Мэриголд тотчас же поняла, что сказала нечто жуткое. Ужас, застывший на лицах домашних, сообщил ей об этом. Один из министров вытаращил глаза, второй усмехнулся.

Что такого она сказала?

«Мэриголд, ты можешь выйти из-за стола и пойти в свою комнату, – казалось, чуть не плача, сказала мама. Мэриголд обиженно подчинилась, не понимая, что произошло. Она узнала это позже.

«Но Кейт так говорит, – запричитала она. – Кейт сказала, что переломала бы все чёртовы кости этому чёртовому теленку. Я не знала, что «чёртовый» – это ругательство, хотя это и некрасивое слово».

Она выругалась перед министром – перед двумя министрами. И их жёнами! Мэриголд не думала, что доживет до такого. Горячая волна стыда охватывала её, когда она вспоминала об этом. Неважно, что ей больше не разрешили дружить с Кейт; она никогда особо и не любила её. Но опозорить себя и маму, и имя Лесли! А она-то считала, что хуже быть не может после того, как с благоволением и почтением спросила мистера мэра Шарлоттауна: «Пожалуйста, скажите, вы – Бог?» Сколько насмешек и страданий от унижения она тогда пережила. Но это! Но она так и не поняла, почему слово «чёртовый» – ругательство. Даже Старшая бабушка, которая до слез смеялась над этим случаем, не смогла объяснить.

Зависть также была ей не чужда. Она тайно завидовала Клементине – девушке, которая когда-то была папиной женой, чья могила находилась рядом с его могилой – на холме под спиреями, – завидовала из-за мамы. Когда-то папа принадлежал Клементине. Возможно, сейчас он снова принадлежит ей. Временами Мэриголд просто тонула в этой глупой зависти. Когда она заходила в комнату Старшей бабушки и видела на стене красивую фотографию Клементины, она ненавидела её. Она хотела подпрыгнуть, сорвать и затоптать её. Лорейн бы ужаснулась, узнай о чувствах Мэриголд. Но Мэриголд твердо хранила тайну и продолжала ненавидеть Клементину, особенно её красивые руки. Мэриголд считала, что мама почти такая же красивая как Клементина. Она всегда жалела девочек, у которых были некрасивые мамы. И у мамы – чудеснейшие ноги. Дядя Клон не раз повторял, что у Лорейн самые изящные ножки и лодыжки среди женщин, которых он знал. Но такое не слишком ценилось у Лесли. Лодыжки были запретной темой, даже если современная мода на юбки бесстыдно показывала их. Но мамины руки не были красивыми – слишком тонкими, слишком маленькими – и Мэриголд иногда просто не могла выносить руки Клементины. Особенно, когда кто-то из клана хвалил их. Старшая бабушка постоянно говорила об этом, словно чувствовала ревность Мэриголд и дразнила её.

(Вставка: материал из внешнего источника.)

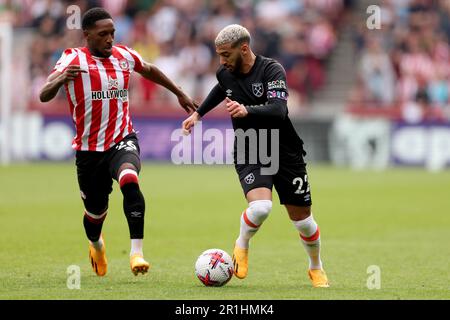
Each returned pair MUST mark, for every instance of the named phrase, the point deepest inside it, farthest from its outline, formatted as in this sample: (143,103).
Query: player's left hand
(187,103)
(235,109)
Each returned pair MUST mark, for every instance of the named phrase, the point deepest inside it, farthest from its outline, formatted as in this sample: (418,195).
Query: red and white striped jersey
(98,99)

«Я не считаю, что она такая уж красивая», – однажды не вытерпела Мэриголд.

Старшая бабушка улыбнулась.

«Клементина Лоуренс была красавицей, моя милая. Вовсе не невзрачной малышкой, как… как её сестра из Хармони».

Но Мэриголд почувствовала, что Старшая бабушка хотела сказать «как твоя мать», и возненавидела Клементину и её руки, и её неувядающую белую лилию еще сильнее, чем прежде.

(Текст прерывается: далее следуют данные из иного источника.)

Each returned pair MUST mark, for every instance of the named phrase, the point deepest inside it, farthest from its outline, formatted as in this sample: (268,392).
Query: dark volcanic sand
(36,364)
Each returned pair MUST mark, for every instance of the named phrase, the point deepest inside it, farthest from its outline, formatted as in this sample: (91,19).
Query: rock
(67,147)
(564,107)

Скорбь? Горе? Конечно, её сердце почти разбилось, когда умер любимый серый котёнок. До этого момента она и не представляла, что кто-то, кого она любила, может умереть. «Вчера уходит на небеса, мама?» – скорбела она на следующий день.

«Я… я думаю, да», – ответила мама.

«Тогда я не хочу отправляться на небеса, – зарыдала Мэриголд. – Не хочу снова встретить этот ужасный день».

«Вероятно, тебе придется встретить еще более ужасные дни, чем этот», – последовало успокоительное замечание Младшей бабушки.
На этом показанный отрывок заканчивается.